Hendra di seberang sana terdiam beberapa detik. Lalu suaranya kembali terdengar, lebih pelan, tapi masih dengan tekanan yang menusuk.
"Kau pikir dengan menikahi Zahra, semua akan selesai? Kau pikir luka keluarga kita akan sembuh begitu saja?"
"Tidak," jawab Samudera pelan. "Aku tahu luka itu tidak akan hilang. Tapi aku tak bisa terus hidup dalam bayang-bayang masa lalu. Aku berhak menentukan hidupku, Pa. Zahra bukan musuh kita."
"Dia bagian dari keluarga itu, Hasta! Keluarga yang menghancurkan kita!"
"Dan aku ingin mengakhirinya, Pa," tegas Samudera. "Bukan dengan kebencian... tapi dengan memilih untuk memaafkan dan membangun yang baru."

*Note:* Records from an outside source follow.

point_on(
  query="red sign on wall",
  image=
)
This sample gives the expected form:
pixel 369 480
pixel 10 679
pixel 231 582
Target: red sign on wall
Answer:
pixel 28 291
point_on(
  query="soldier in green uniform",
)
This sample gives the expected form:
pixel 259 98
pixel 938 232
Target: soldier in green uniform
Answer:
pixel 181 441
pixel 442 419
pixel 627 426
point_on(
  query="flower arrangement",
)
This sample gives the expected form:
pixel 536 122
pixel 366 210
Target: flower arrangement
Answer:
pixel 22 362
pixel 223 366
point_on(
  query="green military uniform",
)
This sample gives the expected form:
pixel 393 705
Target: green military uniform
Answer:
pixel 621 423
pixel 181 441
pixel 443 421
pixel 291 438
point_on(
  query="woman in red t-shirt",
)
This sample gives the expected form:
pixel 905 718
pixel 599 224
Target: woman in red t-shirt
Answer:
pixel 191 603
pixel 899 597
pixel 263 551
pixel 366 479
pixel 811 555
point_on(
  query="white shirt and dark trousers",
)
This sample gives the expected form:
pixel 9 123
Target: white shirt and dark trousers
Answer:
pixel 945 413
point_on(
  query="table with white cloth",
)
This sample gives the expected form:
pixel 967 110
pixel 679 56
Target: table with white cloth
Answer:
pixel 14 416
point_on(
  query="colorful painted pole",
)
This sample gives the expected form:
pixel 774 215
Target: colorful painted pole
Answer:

Lama Hendra tidak menjawab. Hanya terdengar napas beratnya di ujung telepon. Akhirnya, dengan suara dingin dan tajam, ia berkata,
"Kalau begitu, jangan pernah bawa perempuan itu ke rumah ini. Selama kau bersama dia, kau bukan anakku."
Klik.
Sambungan terputus.
Samudera mematung, menatap kosong pada layar ponselnya yang kini kembali gelap. Suara tawa dan nyanyian dari barak masih terdengar samar di kejauhan, tapi semua terasa jauh dari dirinya sekarang.
Pelan-pelan, ia memasukkan ponsel ke sakunya, lalu menatap langit malam yang terbentang di atas.
“Hidupku mungkin tak akan tenang, tapi aku sudah memilih. Aku harus tanggung jawab.”